Assez souvent on peut alors également observer un dépôt blanchâtre sur, ou autour des aphtes, voire de façon un peu plus diffuse dans la bouche et sur la langue (muguet). Il s’agit de champignons de type Candida albicans, gênants mais rarement toxiques, qui se développent en profitant de cette période de faiblesse de défense.

Si vous avez trop de difficultés à avaler, n’hésitez pas à en parler avec votre médecin. Il pourra vous prescrire des anesthésiques locaux ou un traitement à base de cortisone. Habituellement, tous ces désagréments sont temporaires et ne justifient pas l’arrêt du traitement.

Plus tardivement et rarement, on peut observer, au niveau des muqueuses de la langue, du plancher buccal ou du canal anal, une nécrose temporaire, souvent douloureuse, peut s'observer.

Les effets secondaires fonction de la zone irradiée :

L'IRRADIATION CRANIENNE

Prévenir l’œdème cérébral

Les radiations ionisantes altèrent la barrière hémato-méningée et les équilibres ioniques des cellules du système nerveux. Ces déséquilibres se traduisent par un « œdème ». Les cellules du cerveau détruites par l'irradiation forment une masse dans le cerveau. Cette masse peut ressembler à une tumeur et elle peut provoquer des symptômes semblables comme des maux de tête, des troubles de la mémoire ou les convulsions. Ces effets sont totalement réversibles et peuvent être prévenus par un traitement à base de corticoïde. Rarement, une poussée d’hypertension intracrânienne, conséquence d’une poussée l’œdème cérébral, est observée.

L’alopécie

Elle n’est observée que dans le territoire irradié mais elle est inévitable car il y a une impossibilité d’utiliser un casque réfrigérant.

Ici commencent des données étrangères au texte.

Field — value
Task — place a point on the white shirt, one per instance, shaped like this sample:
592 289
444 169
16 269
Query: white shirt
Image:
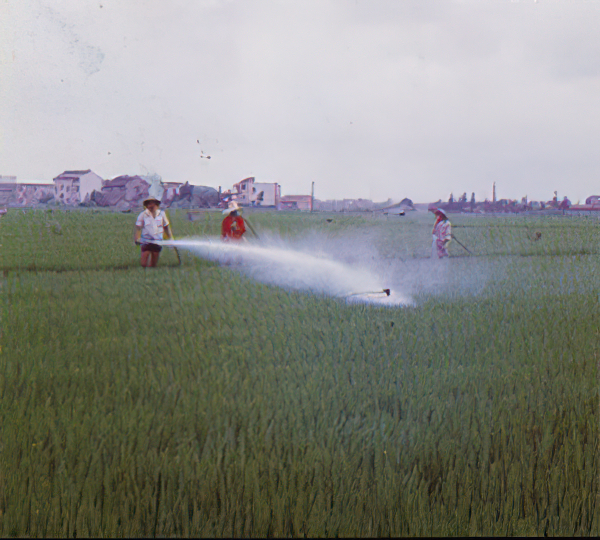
152 227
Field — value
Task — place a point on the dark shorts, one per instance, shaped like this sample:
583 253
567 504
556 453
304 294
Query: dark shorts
154 248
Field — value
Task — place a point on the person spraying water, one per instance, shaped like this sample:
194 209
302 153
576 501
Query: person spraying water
151 227
233 226
442 235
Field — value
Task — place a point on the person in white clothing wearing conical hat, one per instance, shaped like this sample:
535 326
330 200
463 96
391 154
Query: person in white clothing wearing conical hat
151 226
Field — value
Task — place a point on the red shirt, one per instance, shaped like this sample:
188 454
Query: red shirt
233 227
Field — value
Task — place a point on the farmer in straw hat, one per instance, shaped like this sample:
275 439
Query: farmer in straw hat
151 226
233 226
442 234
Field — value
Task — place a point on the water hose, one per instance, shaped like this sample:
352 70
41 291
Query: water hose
462 245
387 292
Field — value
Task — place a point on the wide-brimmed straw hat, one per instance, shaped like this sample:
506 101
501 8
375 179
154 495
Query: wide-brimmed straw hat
233 207
151 199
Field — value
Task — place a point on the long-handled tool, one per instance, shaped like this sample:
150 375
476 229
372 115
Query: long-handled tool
251 228
462 245
173 238
387 292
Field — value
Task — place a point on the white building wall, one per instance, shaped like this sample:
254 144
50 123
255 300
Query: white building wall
270 197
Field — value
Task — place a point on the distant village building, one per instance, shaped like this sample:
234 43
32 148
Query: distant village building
295 202
123 192
248 192
74 187
25 194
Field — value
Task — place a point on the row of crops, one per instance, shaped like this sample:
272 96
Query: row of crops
193 401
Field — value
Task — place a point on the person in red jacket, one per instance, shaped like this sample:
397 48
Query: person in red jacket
233 226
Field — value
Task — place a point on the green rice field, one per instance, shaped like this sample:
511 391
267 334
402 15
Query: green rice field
192 400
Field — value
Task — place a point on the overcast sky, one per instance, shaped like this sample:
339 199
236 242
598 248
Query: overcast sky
367 98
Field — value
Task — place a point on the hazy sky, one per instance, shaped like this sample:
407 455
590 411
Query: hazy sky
367 98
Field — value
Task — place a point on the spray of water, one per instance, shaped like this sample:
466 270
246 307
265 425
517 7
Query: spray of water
297 268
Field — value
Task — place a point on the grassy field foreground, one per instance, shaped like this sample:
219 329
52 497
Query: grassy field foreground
193 401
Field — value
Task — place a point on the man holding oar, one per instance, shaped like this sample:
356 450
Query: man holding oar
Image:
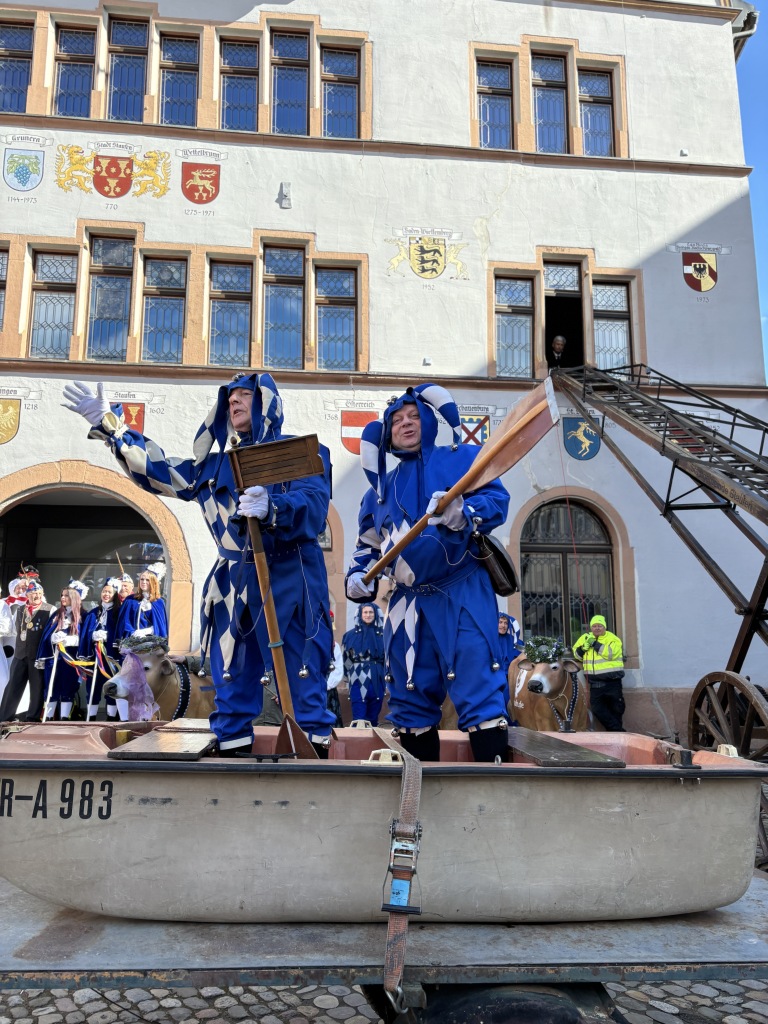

La repousse à toujours lieu si la dose est inférieure à 45 grays. Il faut savoir qu’elle est très lente et beaucoup plus tardive qu’après chimiothérapie.

Si la dose est supérieure à 45 grays, l’alopécie est généralement irréversible.

La peau du cuir chevelu et des oreilles

Elle peut rougir, démanger ou foncer et avoir l'aspect et la sensation d'un coup de soleil. La zone traitée doit être exposée à l'air autant que possible mais elle doit être protégée du soleil. Les patients ne doivent pas porter de couvre-chef qui pourrait provoquer une irritation. Des soins dermatologiques appropriés sont importants à cette phase du traitement.

Des otites séreuses

En cas d’irradiation englobant l’oreille externe et moyenne, des « otites séreuses » peuvent apparaître. Elles se manifestent par des bourdonnements d’oreille ou acouphènes et par un écoulement par l’oreille.

Les effets tardifs de la radiothérapie crânienne

Ces manifestations apparaissent 6 à 12 mois après la fin de la radiothérapie. Les signes sont variables.

4    Des troubles de la compréhension ou troubles cognitifs,

4    Une diminution des capacités intellectuelles,

4    Des troubles de la mémoire.

Un bilan IRM ou scanner pourra être nécessaire pour préciser le diagnostic. Un traitement pourra être mis en place par l’équipe médicale.

L'IRRADIATION DE L'ORL

Les dents et les gencives : Les caries dentaires, l’ostéoradionécrose du maxillaire inférieur et l'asialie qui est une perte de la sécrétion de la salive, entraînent une altération de la plaque dentaire diffuse. Le collet se fragilise et les dents noircissent, se déchaussent et se cassent.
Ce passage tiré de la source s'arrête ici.